In the marketing arena you will hear many times marketers talking about
the title of your articles and content. While we all know the content of
that article (including pictures) makes a huge difference in search
engines rankings and retained readership; we must not forget about the
title which is designed to attract the reader.

High quality content and pictures that are related can be worth 1,000′s
of visitors but how much is that title actually worth ? If the
following story about Forbes stealing a New York Times article is any
indication, the title is worth 100,000′s of visitors.

Just this past Friday New York Times published a new article entitled : How Companies Learn Your Secrets.
This lengthy article discussed in detail how large companies such as
Wal-Mart and Target collect data on individual consumer patterns to
figure out how to most efficiently keep their customers happy. This was a
great article but did it have the actual title that it deserved to have
?

When Kashmir Hill, a writer at Forbes, read this article and realized
the potential he created a more compact article with a more powerful
headline (title). Kashmir Hill got rid of most of the fluff and got
right to the meat of the story and written his article entitled : How Target Figured Out A Teen Girl Was Pregnant Before Her Father Did.
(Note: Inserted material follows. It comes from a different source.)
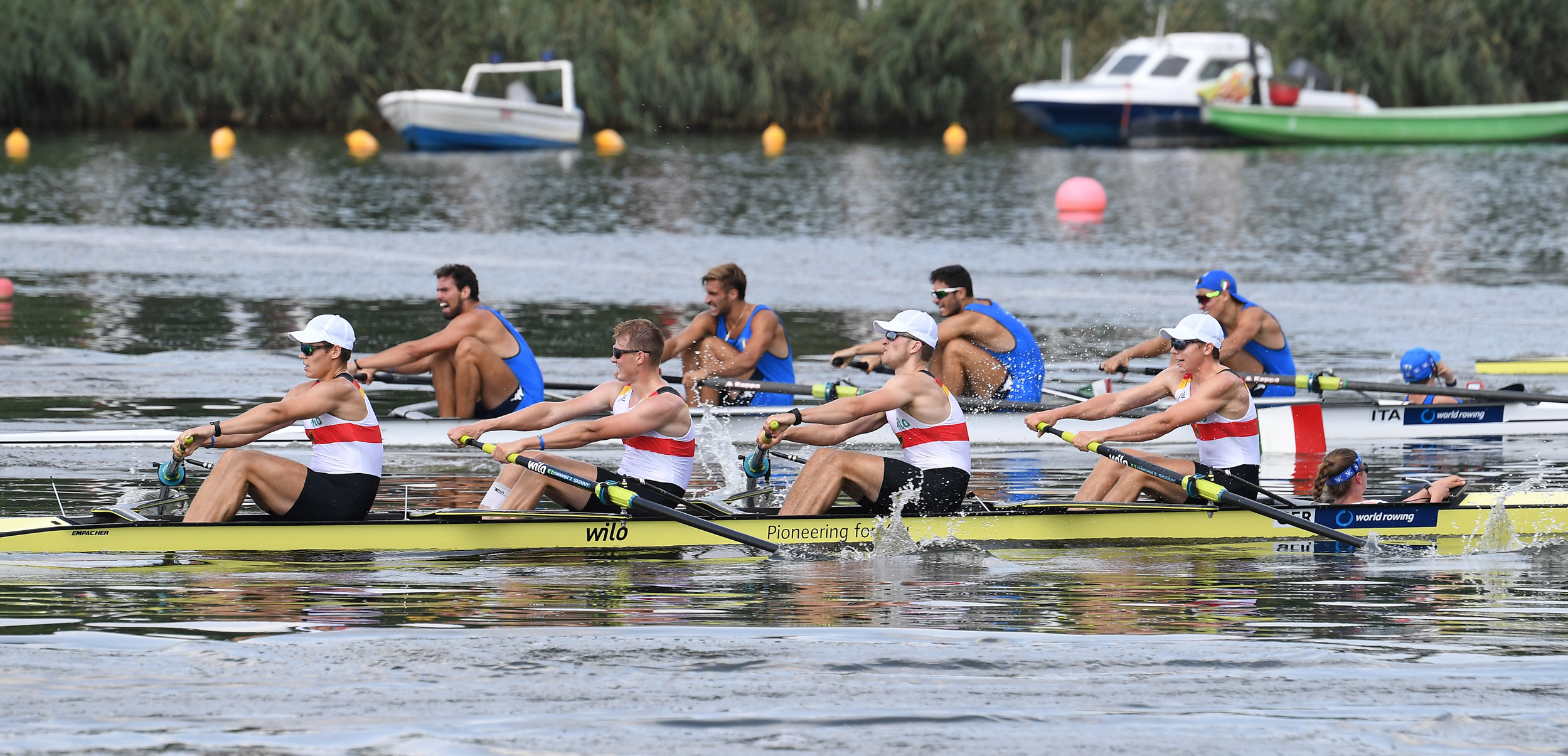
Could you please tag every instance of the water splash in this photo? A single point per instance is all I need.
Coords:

When I checked the story on the New York Times website, it had 60+ links
and shares on Facebook which was far less than the 17,000+ that Forbes
article has. The Forbes article currently has a mind staggering
1,063,916 views on it’s article.

The truth is that in the age of technology and popularity of newsfeeds
and streams, article/stories titles matter more now than they ever have
before. The highest quality content online can fail to drive traffic
without the proper title. The story of Forbes stealing a New York Times
article illustrates this very clearly with their recent Target article.